Something like this has got to cost a fortune, right? Well, a few hundred, if you go out and buy some commercial unit. I don’t even know if I’m going to like making beer, so let’s keep it under $100.

Parts:

Used small chest freezer from Craigslist: $40

Dual-acting temperature controller: $35

https://www.amazon.com/gp/product/B011296704

Heat lamp:$12

https://www.amazon.com/gp/product/B00HFNZ59Q

Lamp socket, lamp cord and other random bits from the shed

The rest is easy. Drill holes in the lid to accommodate the cord and mounting screws for the light socket and wire it up. The inside lid of this freezer was only thin plastic and wouldn’t hold the socket on its own with screws , so I used 3″ #10 bolts all the way through the lid. If the outside of your freezer is sheet metal, make sure to deburr the edges, especially where the heater cord comes through, you wouldn’t want those sharp edges cutting into the cord and shorting it out.

Tighten down the socket, add the IR heat lamp, find a convenient place to put the temperature probe. Legend has it that the best place for the sensor is right in the middle. I figure this is good enough, as long as you’re not expecting temperature control down to the individual degree.
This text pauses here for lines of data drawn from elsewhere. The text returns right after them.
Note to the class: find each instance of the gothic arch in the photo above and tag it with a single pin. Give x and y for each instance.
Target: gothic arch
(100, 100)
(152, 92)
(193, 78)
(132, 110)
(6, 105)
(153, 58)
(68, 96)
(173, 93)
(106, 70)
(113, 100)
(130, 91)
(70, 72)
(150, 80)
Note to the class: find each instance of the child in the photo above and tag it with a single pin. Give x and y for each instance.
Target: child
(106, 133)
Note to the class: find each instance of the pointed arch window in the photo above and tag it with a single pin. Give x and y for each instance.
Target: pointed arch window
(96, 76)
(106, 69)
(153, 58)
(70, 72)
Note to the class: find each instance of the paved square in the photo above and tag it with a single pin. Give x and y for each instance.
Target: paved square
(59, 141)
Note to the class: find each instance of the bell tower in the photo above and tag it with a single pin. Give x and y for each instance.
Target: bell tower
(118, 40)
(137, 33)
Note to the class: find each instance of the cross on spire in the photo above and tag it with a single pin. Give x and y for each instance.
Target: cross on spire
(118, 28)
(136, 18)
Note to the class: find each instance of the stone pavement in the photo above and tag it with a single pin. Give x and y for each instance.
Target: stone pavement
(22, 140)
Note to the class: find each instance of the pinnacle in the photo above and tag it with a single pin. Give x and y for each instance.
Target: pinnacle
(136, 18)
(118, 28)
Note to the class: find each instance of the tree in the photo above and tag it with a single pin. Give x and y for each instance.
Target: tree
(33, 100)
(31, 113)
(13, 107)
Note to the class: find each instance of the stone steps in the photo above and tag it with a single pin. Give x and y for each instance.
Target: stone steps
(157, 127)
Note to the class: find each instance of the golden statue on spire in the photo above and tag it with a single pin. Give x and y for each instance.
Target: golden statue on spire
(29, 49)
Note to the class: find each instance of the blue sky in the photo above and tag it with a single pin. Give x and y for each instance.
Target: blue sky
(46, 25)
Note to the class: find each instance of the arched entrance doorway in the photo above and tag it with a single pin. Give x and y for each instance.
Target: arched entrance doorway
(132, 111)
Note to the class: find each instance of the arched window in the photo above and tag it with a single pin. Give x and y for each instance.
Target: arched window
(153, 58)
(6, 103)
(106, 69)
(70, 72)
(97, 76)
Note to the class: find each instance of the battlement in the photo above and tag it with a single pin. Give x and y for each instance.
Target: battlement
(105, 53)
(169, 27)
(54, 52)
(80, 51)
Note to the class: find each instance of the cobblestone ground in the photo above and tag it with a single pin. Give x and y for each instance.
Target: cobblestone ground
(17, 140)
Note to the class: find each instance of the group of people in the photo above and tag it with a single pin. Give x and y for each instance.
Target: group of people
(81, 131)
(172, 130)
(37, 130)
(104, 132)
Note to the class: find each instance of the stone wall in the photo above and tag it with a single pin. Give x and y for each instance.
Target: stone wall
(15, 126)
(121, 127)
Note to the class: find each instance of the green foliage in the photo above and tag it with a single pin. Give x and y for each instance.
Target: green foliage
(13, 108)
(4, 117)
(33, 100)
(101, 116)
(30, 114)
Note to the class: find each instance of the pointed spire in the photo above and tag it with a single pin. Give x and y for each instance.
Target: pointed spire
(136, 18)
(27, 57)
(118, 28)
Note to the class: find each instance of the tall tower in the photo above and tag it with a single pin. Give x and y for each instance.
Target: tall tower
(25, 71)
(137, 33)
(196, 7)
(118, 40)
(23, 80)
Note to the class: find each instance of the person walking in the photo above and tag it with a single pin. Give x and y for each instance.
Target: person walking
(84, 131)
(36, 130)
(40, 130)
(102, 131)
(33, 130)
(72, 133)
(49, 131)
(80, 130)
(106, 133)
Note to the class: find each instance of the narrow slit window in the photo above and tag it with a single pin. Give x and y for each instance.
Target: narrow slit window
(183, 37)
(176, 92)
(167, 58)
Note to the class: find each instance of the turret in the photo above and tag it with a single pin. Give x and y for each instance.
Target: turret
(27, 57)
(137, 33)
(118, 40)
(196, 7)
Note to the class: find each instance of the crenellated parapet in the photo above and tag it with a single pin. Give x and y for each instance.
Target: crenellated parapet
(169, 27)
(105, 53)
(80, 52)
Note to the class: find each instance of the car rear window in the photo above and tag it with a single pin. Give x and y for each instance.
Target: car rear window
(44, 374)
And look! It fits a 5 gallon corny keg perfectly. Actually, it looks like it might fit three kegs and a CO2 cylinder!

Close the lid, plug the freezer and lamp cord into the temperature controller. Add some double stick tape and cable management to tidy things up and Bob’s your uncle.

There you have it: for less than $90, a temperature controlled box, good for fermenting your creation of choice, carbonating your drinky-drink, curing your homemade sausages, warming a metric ton of hotdog buns, the possibilities are endless!